Faithful in small things.

Barangsiapa setia pada Hal kecil akan dipercayakan Hal besar. APA MAKSUDNYA? Ketika kita memberi, itu adalah bagian Dari keseluruhan kekayaan yang kita miliki. Persembahan itu bagaimanapun adalah bagian kecil dibandingkan seluruh kepunyaan kita.  Contohnya persembahan persepuluhan, itu hanyalah 1/10 dan kepunyaan kita 9/10 tentunya lebih besar. Belajarlah setia dari yang kecil, bukan lihat besarannya tapi perbandingannya.

(Lukas 16:10 )

Conversation #1: “Terlalu banyak orang munafik.”

Dalam beberapa kesempatan ada pertanyaan-pertanyaan yang menarik yang diajukan kepada saya.
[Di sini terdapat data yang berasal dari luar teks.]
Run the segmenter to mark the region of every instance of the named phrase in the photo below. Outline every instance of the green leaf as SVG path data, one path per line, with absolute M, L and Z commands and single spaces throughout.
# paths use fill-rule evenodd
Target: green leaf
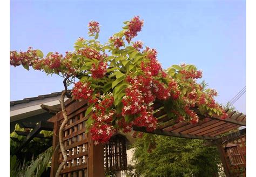
M 172 66 L 172 67 L 176 69 L 176 70 L 179 71 L 182 70 L 182 67 L 177 65 L 173 65 Z
M 183 88 L 183 89 L 182 90 L 182 93 L 183 93 L 184 94 L 185 94 L 186 93 L 187 93 L 187 90 L 186 89 L 186 88 Z
M 128 62 L 129 62 L 129 60 L 122 61 L 122 63 L 124 65 L 124 66 L 125 66 L 128 63 Z
M 134 61 L 135 62 L 138 62 L 140 59 L 144 57 L 144 56 L 139 56 L 139 55 L 136 55 L 134 58 Z
M 37 49 L 36 50 L 36 55 L 37 57 L 40 57 L 40 58 L 43 58 L 44 57 L 44 53 L 40 50 Z
M 102 50 L 109 49 L 109 50 L 113 50 L 113 48 L 112 47 L 111 47 L 111 46 L 107 45 L 107 46 L 105 46 L 102 47 Z
M 48 53 L 47 53 L 46 57 L 50 56 L 52 53 L 53 53 L 53 52 L 49 52 Z
M 120 78 L 119 78 L 118 79 L 117 79 L 116 80 L 114 80 L 114 81 L 113 81 L 112 83 L 112 88 L 114 88 L 114 87 L 117 85 L 118 84 L 118 83 L 119 83 L 120 82 L 121 82 L 122 81 L 123 81 L 123 80 L 124 79 L 124 78 L 125 78 L 125 77 L 124 76 L 122 76 L 122 77 Z
M 109 90 L 110 90 L 112 87 L 112 83 L 109 83 L 108 84 L 105 85 L 103 87 L 103 89 L 104 91 L 107 92 Z
M 22 66 L 23 66 L 23 67 L 24 69 L 25 69 L 26 70 L 27 70 L 28 71 L 29 71 L 29 65 L 26 64 L 26 65 L 22 65 Z
M 134 51 L 134 52 L 133 52 L 132 53 L 132 54 L 131 54 L 131 55 L 130 56 L 130 58 L 134 58 L 134 57 L 135 57 L 135 56 L 136 56 L 137 54 L 138 54 L 138 52 L 137 50 Z
M 120 67 L 114 67 L 107 70 L 107 72 L 114 71 L 114 70 L 120 70 Z
M 95 36 L 95 39 L 98 39 L 98 37 L 99 37 L 99 33 L 97 32 L 96 35 Z
M 134 67 L 135 65 L 133 64 L 129 65 L 128 66 L 128 70 L 127 71 L 127 73 L 129 73 L 129 72 Z
M 117 79 L 120 78 L 121 77 L 123 77 L 124 75 L 125 75 L 123 73 L 118 71 L 116 71 L 116 77 Z
M 89 106 L 86 110 L 86 112 L 85 112 L 85 114 L 84 117 L 86 117 L 91 112 L 92 112 L 92 108 L 94 106 L 94 104 L 92 104 L 91 106 Z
Untuk setiap percakapan itu saya merasa ada jawaban yang menarik juga untuk disimak.

Sebenarnya saya sudah mulai beberapa waktu yang lalu ketika ada pertanyaan dari rekan saya dan saya jawab, sesuai kebenaran yang saya yakin berdasarkan Firman.
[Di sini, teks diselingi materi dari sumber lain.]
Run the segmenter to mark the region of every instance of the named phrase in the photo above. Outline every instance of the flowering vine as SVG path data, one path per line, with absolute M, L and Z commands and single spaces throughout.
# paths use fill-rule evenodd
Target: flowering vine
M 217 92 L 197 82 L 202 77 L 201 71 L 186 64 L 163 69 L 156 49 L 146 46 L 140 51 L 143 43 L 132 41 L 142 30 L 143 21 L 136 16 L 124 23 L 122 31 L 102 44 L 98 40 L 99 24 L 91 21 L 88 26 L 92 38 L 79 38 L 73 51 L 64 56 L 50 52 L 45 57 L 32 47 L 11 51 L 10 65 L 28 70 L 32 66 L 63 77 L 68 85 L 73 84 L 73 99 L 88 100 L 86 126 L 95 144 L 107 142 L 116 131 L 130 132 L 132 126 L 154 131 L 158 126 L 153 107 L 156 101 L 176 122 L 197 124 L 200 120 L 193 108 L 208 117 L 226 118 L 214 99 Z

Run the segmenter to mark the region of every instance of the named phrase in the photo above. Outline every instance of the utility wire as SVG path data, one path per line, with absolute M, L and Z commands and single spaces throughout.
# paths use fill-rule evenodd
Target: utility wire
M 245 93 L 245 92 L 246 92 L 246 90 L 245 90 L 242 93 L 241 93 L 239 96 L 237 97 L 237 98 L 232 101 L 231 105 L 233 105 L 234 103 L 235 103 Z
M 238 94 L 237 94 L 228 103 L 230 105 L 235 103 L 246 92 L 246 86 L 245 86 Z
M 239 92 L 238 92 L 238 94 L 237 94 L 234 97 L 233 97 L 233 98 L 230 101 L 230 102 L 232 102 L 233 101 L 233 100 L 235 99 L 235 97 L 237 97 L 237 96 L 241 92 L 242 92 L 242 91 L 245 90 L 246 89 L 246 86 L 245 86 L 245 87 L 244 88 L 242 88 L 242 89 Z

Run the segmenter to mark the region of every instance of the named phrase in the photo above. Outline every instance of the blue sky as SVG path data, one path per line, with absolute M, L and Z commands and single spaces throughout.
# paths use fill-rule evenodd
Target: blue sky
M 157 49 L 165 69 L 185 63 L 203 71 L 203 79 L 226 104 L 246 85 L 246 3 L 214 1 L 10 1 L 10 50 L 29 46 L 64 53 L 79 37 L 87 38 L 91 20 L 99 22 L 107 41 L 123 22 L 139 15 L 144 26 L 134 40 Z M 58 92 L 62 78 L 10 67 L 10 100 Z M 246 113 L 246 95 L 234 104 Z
Salah satunya adalah ketika seorang rekan ini bertanya dalam kebimbangannya dalam pengiringan kepada Tuhan. Saya harap Anda bisa mendapat ide atau konsep kebenaran yang ada dalam percakapan ini.

Pertanyaan:

“Jeff. Aku masih suka bingung liat orang-orang. Banyak yang keliatannya taat ama Tuhan, tiap hari ke gereja, ngikut kegiatan keagamaan. Tapi dalam kehidupan bisnis sangat berbeda. Apa itu munafik? Karena bagiku ga seimbang perilakunya. Mendingan kan kita jarang ke gereja tapi perilaku keseharian baik. Bener apa ga sih? Kadang aku jenuh. Aku masih bingung apa tujuan hidupku? Dan apa yang kucari?
Jujur sekarang ini pengetahuanku akan Yesus mulai minus. Untung suamiku orangnya tekun dan termasuk taat akan Tuhan. Sehingga keluargaku selalu dalam lindunganNya.

Aku berniat untuk berubah. Tapi ga tau ya kenapa aku sekarang ini hanya punya niat tapi pelaksanaan nol. Apakah aku miskin iman?

Jawaban:

“Puji Tuhan. Saya percaya Firman Tuhan bisa rubah semua jadi lebih baik. Tapi itu bisa terjadi kalo emang orang itu mau buka hati untuk berubah. Itu sama aja kamu cuci pakaian kotor yang masi ada di bungkus plastik. Seberapa lama pun kamu rendam di air cucian, tetep aja kotoran itu nggak bakal ilang. Karena “plastik” itu nggak dibuka.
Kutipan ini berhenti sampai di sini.